The repo has two experiment stacks:
| Directory | What it runs |
|---|---|
gsm/ |
LoRA distillation on GSM8K/TinyGSM with Gemma student/expert models. |
modadd/ |
Modular-addition experiments with a small transformer trained from scratch. |
Install once from the repo root:
uv sync --locked
source .venv/bin/activateThis creates .venv/ from uv.lock and installs the dependencies for both
experiment stacks, including PyTorch CUDA 12.8, vLLM, Transformers, PEFT,
Hydra, and W&B.
Expected core versions after uv sync --locked:
vLLM: 0.20.2+cu129
torch: 2.11.0+cu128
transformers: 5.8.1
peft: 0.18.1
Use uv sync --locked, not an unlocked dependency solve. pyproject.toml pins
vLLM to the official CUDA-12.9 wheel artifact, and that wheel has been checked
to link against libcudart.so.12, matching the CUDA-12 runtime installed by the
PyTorch CUDA 12.8 wheels.
Then choose a stack:
cd gsm # real-model GSM8K/TinyGSM experiments
# or
cd modadd # modular-addition experimentsSee gsm/README.md and modadd/README.md
for the full commands.
Commands below are run from inside the corresponding stack directory.

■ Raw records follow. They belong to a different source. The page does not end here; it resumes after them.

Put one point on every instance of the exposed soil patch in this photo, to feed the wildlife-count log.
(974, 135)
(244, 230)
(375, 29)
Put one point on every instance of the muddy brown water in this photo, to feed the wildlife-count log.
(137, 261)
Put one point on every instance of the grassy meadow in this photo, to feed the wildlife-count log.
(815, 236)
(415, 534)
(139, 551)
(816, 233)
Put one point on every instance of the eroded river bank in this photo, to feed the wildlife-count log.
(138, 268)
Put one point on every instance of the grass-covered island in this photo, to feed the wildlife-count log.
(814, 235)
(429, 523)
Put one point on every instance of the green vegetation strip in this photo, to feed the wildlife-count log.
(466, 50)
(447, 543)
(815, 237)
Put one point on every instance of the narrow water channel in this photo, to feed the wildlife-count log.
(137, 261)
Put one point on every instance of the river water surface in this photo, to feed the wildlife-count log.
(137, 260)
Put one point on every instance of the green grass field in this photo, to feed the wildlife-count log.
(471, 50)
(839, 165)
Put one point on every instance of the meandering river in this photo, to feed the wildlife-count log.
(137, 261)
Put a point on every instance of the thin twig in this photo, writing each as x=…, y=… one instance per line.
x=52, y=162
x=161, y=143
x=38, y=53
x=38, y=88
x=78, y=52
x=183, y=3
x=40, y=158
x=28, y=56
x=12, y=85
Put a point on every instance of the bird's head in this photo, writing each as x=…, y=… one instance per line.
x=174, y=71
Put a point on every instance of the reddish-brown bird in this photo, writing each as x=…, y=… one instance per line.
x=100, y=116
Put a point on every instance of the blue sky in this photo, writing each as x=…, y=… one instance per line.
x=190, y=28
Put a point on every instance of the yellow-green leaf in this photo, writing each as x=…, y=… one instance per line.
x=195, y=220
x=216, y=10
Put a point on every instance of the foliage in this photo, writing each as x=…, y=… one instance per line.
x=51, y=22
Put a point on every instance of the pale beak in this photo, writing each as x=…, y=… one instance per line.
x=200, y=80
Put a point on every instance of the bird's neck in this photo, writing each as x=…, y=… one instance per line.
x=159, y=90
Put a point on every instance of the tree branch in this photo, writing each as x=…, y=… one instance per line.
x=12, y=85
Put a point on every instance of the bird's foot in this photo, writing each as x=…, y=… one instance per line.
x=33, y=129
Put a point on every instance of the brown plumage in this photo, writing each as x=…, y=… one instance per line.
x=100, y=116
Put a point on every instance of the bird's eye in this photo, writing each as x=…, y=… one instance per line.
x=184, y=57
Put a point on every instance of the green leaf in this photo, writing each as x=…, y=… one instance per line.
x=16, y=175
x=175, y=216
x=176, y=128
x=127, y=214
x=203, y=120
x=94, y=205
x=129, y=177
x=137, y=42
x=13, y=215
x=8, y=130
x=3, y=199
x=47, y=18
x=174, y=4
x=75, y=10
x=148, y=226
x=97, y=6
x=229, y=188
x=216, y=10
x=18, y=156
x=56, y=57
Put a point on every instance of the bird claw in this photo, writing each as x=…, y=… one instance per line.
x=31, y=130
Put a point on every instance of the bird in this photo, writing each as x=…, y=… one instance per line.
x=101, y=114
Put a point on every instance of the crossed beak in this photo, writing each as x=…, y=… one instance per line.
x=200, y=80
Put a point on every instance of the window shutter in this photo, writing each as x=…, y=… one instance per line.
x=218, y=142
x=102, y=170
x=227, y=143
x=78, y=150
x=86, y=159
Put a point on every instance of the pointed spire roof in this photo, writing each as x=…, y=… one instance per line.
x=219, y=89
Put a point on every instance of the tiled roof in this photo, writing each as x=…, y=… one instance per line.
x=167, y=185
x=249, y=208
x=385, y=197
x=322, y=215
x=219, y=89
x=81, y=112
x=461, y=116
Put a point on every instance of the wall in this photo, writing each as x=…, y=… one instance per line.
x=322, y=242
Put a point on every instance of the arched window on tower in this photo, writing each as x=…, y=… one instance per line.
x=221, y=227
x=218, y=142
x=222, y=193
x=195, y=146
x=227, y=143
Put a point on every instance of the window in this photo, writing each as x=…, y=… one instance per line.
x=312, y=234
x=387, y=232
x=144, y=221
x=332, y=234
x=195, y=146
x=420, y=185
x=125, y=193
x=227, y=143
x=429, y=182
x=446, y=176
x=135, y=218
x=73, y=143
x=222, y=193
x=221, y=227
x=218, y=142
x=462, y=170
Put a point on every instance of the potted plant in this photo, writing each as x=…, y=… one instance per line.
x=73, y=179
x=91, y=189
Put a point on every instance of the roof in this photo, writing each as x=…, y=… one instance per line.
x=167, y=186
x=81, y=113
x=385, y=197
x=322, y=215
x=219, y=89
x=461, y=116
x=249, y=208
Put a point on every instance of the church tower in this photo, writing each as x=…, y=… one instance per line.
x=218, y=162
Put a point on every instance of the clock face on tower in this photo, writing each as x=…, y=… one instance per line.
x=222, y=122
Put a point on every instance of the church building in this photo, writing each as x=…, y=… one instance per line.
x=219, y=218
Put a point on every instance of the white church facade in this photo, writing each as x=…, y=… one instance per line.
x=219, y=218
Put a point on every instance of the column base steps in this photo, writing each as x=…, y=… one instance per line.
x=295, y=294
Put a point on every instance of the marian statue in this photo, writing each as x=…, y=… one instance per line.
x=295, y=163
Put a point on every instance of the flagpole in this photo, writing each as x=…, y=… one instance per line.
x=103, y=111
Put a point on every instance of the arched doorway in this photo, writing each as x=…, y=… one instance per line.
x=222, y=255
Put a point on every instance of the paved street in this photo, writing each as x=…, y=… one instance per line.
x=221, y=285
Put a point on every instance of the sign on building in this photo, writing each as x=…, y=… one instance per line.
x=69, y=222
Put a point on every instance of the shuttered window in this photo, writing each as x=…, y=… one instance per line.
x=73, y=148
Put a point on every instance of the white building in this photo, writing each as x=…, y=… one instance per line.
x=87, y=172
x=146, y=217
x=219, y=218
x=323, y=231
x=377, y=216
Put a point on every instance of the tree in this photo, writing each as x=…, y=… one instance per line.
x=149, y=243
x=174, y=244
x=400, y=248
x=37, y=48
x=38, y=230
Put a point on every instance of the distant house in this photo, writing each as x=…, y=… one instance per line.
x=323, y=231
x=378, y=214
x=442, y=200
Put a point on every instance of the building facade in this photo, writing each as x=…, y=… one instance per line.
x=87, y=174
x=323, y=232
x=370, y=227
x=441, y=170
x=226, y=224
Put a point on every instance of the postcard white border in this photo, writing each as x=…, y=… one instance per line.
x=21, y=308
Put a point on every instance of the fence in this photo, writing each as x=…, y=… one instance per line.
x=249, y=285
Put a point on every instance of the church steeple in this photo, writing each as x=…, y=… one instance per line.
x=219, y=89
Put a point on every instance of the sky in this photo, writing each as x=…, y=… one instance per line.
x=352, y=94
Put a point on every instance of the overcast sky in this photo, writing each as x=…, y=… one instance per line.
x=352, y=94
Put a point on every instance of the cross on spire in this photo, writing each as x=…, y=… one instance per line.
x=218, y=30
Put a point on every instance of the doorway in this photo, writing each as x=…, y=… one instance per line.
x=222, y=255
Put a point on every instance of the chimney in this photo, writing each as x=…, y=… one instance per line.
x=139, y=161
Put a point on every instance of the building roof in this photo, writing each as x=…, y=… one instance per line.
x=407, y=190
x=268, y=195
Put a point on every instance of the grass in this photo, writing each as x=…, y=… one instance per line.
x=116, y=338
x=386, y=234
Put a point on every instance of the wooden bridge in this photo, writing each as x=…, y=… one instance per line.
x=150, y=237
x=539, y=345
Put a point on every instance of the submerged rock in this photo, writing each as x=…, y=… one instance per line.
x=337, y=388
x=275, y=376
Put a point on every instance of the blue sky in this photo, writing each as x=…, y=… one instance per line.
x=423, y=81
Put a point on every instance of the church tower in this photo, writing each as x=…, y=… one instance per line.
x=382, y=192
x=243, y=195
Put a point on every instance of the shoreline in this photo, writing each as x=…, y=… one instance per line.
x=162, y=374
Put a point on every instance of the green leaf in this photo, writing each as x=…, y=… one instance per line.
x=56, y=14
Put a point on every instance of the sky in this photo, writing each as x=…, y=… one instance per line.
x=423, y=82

For modadd/, first run modadd_prompt_bank and modadd_cot; LogLossBC also
requires modadd_noisy_render.
| Method | GSM command | Modadd command |
|---|---|---|
| LogLossBC | bash scripts/train.sh configs/offline_bc.yaml |
bash scripts/train.sh experiment=modadd_noisy_bc |
| NAIL-F | bash scripts/train.sh configs/nail_f.yaml |
bash scripts/train.sh experiment=modadd_nail |
| NAIL-R | bash scripts/train.sh configs/nail_r.yaml |
bash scripts/train.sh experiment=modadd_nail_reverse_mc_fixed |
| NAIL-Mixed | bash scripts/train.sh configs/nail_mixed.yaml |
bash scripts/train.sh experiment=modadd_nail task.loss=mixed task.kl_beta=<beta> |
| OPD-F | bash scripts/train.sh configs/opd_f.yaml |
bash scripts/train.sh experiment=modadd_opd_forward |
| OPD-R | bash scripts/train.sh configs/opd_r.yaml |
bash scripts/train.sh experiment=modadd_opd |
The base causal transformer in modadd/model.py and the nanogpt package name
are derived from Andrej Karpathy's nanoGPT,
MIT licensed.